China, Pakistan Team Up But Where are India's Rafales?
NEW DELHI: The clouds seem to be settling over the Rafale fighter deal, with Defence Minister Manohar Parrikar still giving conflicting versions of the status. From an assurance that the discussions were in an advanced stage and the deal was to be clinched “quite soon” he has shifted within weeks to a written response to a question in Parliament saying that discussions were still going on, and did not indicate a time frame.
This despite serious alarm bells rung by Vice Chief of the Indian Air Force Air Marshal B.S.Dhanoa who said at a press conference, “Our numbers are not adequate to fully execute an air campaign in a two-front scenario. Probability of a two-front scenario is an appreciation which you need to do. But are the numbers adequate? No. The squadrons are winding down.”
“We have conveyed our concerns. The government is seized of the problem. It signed the 36 aircraft (Rafale) on G2G basis because of the depletion in squadron numbers,” the IAF Chief said.
Two years ago National Security Advisor Ajit Doval had also referred to the possibility of two front war at a media conclave with, “India has two neighbours, both nuclear powers (which) have a strategic relationship and a shared adversarial view of India.” At that time Doval had spoken of “economic interdependence” as the weapon to build peace in South Asia.
This is not to be seen as the government completes two terms in office, instead tensions between India and China have suddenly spiked over Pakistan. Beijing opposed India’s proposal to sanction JeM chief Masood Azhar in the United Nations; and more recently has sought to block its entry into the Nuclear Suppliers Group by maintaining that both India and Pakistan should be made members, and not the one over the other. A US Pentagon report has spoken of China’s hostility towards India, with the current bonhomie between Beijing and Islamabad raising concerns in New Delhi.

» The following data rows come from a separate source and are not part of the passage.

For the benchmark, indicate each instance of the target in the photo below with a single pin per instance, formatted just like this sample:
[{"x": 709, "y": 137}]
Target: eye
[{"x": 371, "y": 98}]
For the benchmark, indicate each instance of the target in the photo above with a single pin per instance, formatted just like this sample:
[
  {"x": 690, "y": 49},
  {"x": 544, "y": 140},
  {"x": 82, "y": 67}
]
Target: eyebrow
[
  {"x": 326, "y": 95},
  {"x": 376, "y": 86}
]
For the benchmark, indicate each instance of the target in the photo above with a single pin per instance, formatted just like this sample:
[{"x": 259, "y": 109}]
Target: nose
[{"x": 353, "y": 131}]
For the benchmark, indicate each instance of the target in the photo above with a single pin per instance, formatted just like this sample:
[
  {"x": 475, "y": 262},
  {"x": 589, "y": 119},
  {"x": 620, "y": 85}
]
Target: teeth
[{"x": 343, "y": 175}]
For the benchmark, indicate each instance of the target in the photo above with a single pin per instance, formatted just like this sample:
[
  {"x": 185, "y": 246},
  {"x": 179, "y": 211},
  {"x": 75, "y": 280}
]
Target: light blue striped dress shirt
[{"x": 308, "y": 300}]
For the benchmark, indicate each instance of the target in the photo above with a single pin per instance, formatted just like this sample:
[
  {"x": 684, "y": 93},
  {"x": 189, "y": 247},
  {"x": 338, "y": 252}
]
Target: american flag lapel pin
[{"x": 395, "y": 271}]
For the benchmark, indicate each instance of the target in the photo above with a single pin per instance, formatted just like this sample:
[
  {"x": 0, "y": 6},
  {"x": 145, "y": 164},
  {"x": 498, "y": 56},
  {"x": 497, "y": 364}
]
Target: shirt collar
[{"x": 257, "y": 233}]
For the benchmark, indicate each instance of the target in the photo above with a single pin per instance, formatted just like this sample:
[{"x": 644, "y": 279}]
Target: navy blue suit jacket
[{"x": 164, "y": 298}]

The Indian military works strategically to prepare for wars and for long has been clamouring for the weaponry required to stall a two front offensive. The Rafale deal, now stuck in never ending negotiations for over a year, is not likely to open the doors to this bounty with the military getting used to a “long delay” in meeting its hardware requirements.
The politicisation of procurements has further set the clock back, as the AgustaWestland decibels have sent out a clear and loud message to the military top brass: do not sign any order, you do not know when you will have to pay for it. The high voltage debate in Parliament and outside on the AgustaWestland deal in which former IAF chief Tyagi is being questioned, sources said, will slow down defence procurements at all levels. As a retired officer said, “who will now sign the bottom line, no official will as he might be hauled up even after he has retired by another government of the day for kickbacks that he might know nothing of.” The Defence Ministers casual reference to the former IAF chief in Parliament has been seen as “insulting” by the men in uniform with concern running high about the wilful targeting of former chiefs.
Dassault had secured the deal for 126 aircraft, and after talks with the new Modi government the French were confident that the deal would be closed by the end of 2014. Instead it got stuck in price negotiations and guarantee clauses with PM Modi making the grand announcement in 2015 of procuring 36 Rafale in ready to fly condition. This dramatic gesture was hailed by both the French and Indian strategic establishment although the weeks confirmed the initial suspicion that this was not backed by a substantive assessment. Over a year later the Rafale deal remains bogged in a series of issues to do with price and legalities, while the IAF resigns itself to working with 33 squadrons instead of the sanctioned 42. And to the disturbing fact that the serviceability of the existing aircraft is poor, in that of every 100 aircraft only 55 are available at any point in time. The rest are under service.